Sunday 20 August 2017

What Could They Possibly Have Done?  A Dissection of School Shootings


Imagine a day, where you wave your loved one goodbye and they walk towards their warm, protective embrace, their school.  An hour later you receive a phone call that the school was the primary target for an armed attack. Imagine your panic, at that second, frantically wondering if you would see them ever again.

‘School shooting’ is a term a used to describe deliberate armed attacks on any educational institution, such as a school or a university. It is a product of the lack of gun control in the United States. From October 2013–2015, America has witnessed 142 shootings. We often find ourselves staring thunderstruck, as children, barely teenagers, at the peak of their ages, killing their fellow classmates and finally themselves.

The high school massacre that occurred on April 20, 1999, shook the foundation of parental trust in Columbine, Colorado. Two high school seniors, Eric Harris and Dylan Klebold, picked up arms and fired at the school cafeteria killing 12 students, 1 teacher and injuring 21others. Similarly, in Virginia, in their biggest tech Institute, a senior, picked up arms against his college mates injuring 17 and killing 32. These are just incidents out of 142 others that make us enquire, whether school are places where we learn to fight terrorism or where we learn terrorism?

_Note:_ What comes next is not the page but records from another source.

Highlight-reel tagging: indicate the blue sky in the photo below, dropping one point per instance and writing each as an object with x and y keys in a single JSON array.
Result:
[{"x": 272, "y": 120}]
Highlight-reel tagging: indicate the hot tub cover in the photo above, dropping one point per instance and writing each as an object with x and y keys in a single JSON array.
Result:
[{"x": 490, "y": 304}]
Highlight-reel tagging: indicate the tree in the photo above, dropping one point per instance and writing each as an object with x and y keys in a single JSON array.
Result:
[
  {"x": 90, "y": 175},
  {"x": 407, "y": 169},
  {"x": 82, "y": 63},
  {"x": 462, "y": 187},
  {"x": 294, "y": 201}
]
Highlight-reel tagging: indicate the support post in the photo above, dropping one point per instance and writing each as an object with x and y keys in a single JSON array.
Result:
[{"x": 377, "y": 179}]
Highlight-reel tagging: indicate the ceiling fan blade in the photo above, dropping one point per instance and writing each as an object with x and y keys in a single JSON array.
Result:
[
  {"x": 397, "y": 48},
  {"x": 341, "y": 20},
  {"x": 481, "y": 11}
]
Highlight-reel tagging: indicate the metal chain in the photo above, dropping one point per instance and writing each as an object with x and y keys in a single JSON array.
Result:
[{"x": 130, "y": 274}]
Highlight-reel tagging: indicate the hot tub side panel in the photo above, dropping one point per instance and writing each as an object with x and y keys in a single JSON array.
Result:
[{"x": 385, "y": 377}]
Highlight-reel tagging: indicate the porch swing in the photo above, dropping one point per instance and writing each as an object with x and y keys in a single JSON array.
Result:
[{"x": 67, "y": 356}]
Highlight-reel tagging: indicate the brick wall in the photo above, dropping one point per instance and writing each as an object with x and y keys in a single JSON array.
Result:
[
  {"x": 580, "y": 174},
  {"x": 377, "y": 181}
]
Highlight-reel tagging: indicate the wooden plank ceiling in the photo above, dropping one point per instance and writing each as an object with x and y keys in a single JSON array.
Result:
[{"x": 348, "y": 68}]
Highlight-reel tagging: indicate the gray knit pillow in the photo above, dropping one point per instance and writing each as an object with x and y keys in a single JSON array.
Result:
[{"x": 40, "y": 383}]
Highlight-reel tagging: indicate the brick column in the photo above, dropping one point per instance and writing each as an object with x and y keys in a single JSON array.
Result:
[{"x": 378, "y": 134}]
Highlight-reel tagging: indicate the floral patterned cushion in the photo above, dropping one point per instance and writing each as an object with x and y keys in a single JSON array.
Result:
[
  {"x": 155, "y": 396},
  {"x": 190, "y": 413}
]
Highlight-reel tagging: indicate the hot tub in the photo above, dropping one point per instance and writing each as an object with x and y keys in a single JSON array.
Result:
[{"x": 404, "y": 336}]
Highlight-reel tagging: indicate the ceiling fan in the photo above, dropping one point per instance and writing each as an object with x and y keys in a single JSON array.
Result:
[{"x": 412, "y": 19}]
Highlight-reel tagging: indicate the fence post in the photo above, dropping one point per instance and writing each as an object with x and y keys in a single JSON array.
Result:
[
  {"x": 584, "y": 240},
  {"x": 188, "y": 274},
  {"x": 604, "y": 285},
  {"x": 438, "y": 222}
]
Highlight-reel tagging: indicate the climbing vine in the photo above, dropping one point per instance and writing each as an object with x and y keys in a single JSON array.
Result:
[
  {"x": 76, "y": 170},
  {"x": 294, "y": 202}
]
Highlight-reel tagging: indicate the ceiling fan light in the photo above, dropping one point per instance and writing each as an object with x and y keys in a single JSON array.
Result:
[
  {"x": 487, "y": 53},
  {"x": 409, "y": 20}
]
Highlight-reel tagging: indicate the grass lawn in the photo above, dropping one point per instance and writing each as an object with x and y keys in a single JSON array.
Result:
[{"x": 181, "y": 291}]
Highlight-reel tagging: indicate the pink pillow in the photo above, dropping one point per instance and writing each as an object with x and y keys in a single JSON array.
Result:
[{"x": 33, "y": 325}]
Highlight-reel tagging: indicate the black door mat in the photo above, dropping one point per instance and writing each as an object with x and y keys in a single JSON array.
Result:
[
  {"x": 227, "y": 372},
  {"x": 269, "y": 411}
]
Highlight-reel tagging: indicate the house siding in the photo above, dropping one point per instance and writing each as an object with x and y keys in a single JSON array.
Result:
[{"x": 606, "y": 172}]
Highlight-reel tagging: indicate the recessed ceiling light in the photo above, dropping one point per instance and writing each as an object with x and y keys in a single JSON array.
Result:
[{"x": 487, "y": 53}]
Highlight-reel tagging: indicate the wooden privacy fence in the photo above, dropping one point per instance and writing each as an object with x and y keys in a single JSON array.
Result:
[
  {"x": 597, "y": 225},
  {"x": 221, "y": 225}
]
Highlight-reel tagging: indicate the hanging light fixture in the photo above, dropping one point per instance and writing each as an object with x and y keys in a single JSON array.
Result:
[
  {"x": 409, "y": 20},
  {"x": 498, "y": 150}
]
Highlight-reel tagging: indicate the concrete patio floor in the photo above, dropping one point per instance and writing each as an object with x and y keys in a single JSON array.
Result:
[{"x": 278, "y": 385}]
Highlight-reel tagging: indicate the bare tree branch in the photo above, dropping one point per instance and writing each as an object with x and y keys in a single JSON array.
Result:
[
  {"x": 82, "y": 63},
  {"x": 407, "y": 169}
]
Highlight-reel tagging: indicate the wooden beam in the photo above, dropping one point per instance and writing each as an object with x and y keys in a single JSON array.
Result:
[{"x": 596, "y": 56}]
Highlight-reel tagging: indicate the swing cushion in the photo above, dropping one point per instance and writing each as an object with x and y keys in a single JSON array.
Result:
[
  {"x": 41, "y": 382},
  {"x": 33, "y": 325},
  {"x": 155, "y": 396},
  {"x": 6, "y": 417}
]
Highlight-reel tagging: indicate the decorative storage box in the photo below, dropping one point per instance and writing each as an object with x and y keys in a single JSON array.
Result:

While we often find ways to blame and publicise the names of the shooters, earning them hate from the world, after their death, we don’t question what was it that made these individuals killers. Nobody, by birth, is born a murderer. Our society creates them, with their biased beliefs and unjustified dimensions of success. A few common thing these teens and young adults shared with each other was mental illness that went unnoticed, self-harm that was made fun of and bullying that was ignored. Eric Harris was diagnosed with psychosis, living in a destructive family who indulged in immorality. According to Sue Klebold, Dylan’s mother, she mentioned in her Ted talk that her son had been suffered for almost two years before the shooting. He used to self-harm and hide behind doors. There is a point before any drastic action where people are silently crying for help. They are searching anyone and anything to hold onto. Adults with their perfect standards of living do not try to understand, rather jump to conclusions. We shouldn’t ask why does this happen, but instead, how did this happen. The answers are drastically different. In the mind of a shooter, they want to end their suffering. Suicide drives a person to a point where rational decisions are no longer a part of their conscious mind. They take matters into their own hands, and end all their pain and allows a final satisfaction.

School shootings, however, was the necessary evil to arouse rules on the use of guns, debates about gun control, the rising heap of bullying, mental illness, self-harm and suicidal behaviour. It is high time we took action against these demons. Let’s strengthen people, not drag them through ditches of hopelessness and terror. As adults, empathy can change the true outcome of any action. Sometimes, we seek only for someone to understand, not advice, not judgement or conclusions. School shootings are vivid examples of the socialisation we have within the inner strata of our society. Before thinking about how to end these acts of redemption, think about how to not let them happen again.  “Prevention is always better than rebuilding from the damage.”